5th and 8th Chief Justice of the Iowa Supreme Court
- In office 1864–1865
- Preceded by: Caleb Baldwin
- Succeeded by: Ralph P. Lowe
- In office 1855–1859
- Preceded by: Joseph Williams
- Succeeded by: Ralph P. Lowe

Associate Justice of the Iowa Supreme Court
- In office June 1860 – September 1870
- In office January 1854 – January 1860

Member of the Iowa Senate
- In office 1849-1851

Personal details
- Born: March 24, 1820 Bloomington, Indiana, U.S.
- Died: January 11, 1896 (aged 75) Des Moines, Iowa, U.S.
- Party: Republican
- Relations: Joseph Albert Wright (Brother)

= George G. Wright =

Iowa Supreme Court justice

George Grover Wright (March 24, 1820 – January 11, 1896) was a pioneer lawyer, Iowa Supreme Court justice, law professor, and Republican United States Senator from Iowa.

Born in Bloomington, Indiana, he attended private schools and graduated from Indiana University at Bloomington in 1839. He studied law in Rockville, Indiana and was admitted to the bar in 1840, commencing practice in Keosauqua, Iowa Territory (now Keosauqua, Iowa).

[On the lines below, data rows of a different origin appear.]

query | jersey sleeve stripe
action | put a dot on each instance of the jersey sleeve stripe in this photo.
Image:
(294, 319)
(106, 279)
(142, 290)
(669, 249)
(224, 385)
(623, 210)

He was prosecuting attorney of Van Buren County, Iowa in 1847-1848 and was a member of the Iowa Senate from 1849 to 1851. He was a justice of the Iowa Supreme Court from January 1854 to January 1860, and June 1860 to September 1870. He was the Court's chief justice for seven of those years. He also served as president of the Iowa Agricultural Society from 1860 to 1865.

Wright moved to Des Moines in 1865. In collaboration with Justice C. C. Cole, he established at Des Moines the first law school west of the Mississippi River. This school later became the University of Iowa College of Law. He served as one of its professors from 1865 to 1871.

In 1870, the Iowa General Assembly chose Wright (over William Boyd Allison and others) to serve a six-year term in the United States Senate. He served in the Senate from March 4, 1871, to March 4, 1877. He was not a candidate for reelection. While in the Senate, he was a member of the Senate Committee on the Judiciary (in the Forty-second Congress), a member of the Committee on Civil Service and Retrenchment (in the Forty-third Congress) and Committee on Claims (in the Forty-fourth Congress).

After leaving the Senate, he resumed the practice of his profession in Des Moines and also engaged in banking as the president of the Polk County Savings Bank. From 1887 to 1888 he was president of the American Bar Association. He died in Des Moines in 1896, aged 75, and was interred in Woodland Cemetery.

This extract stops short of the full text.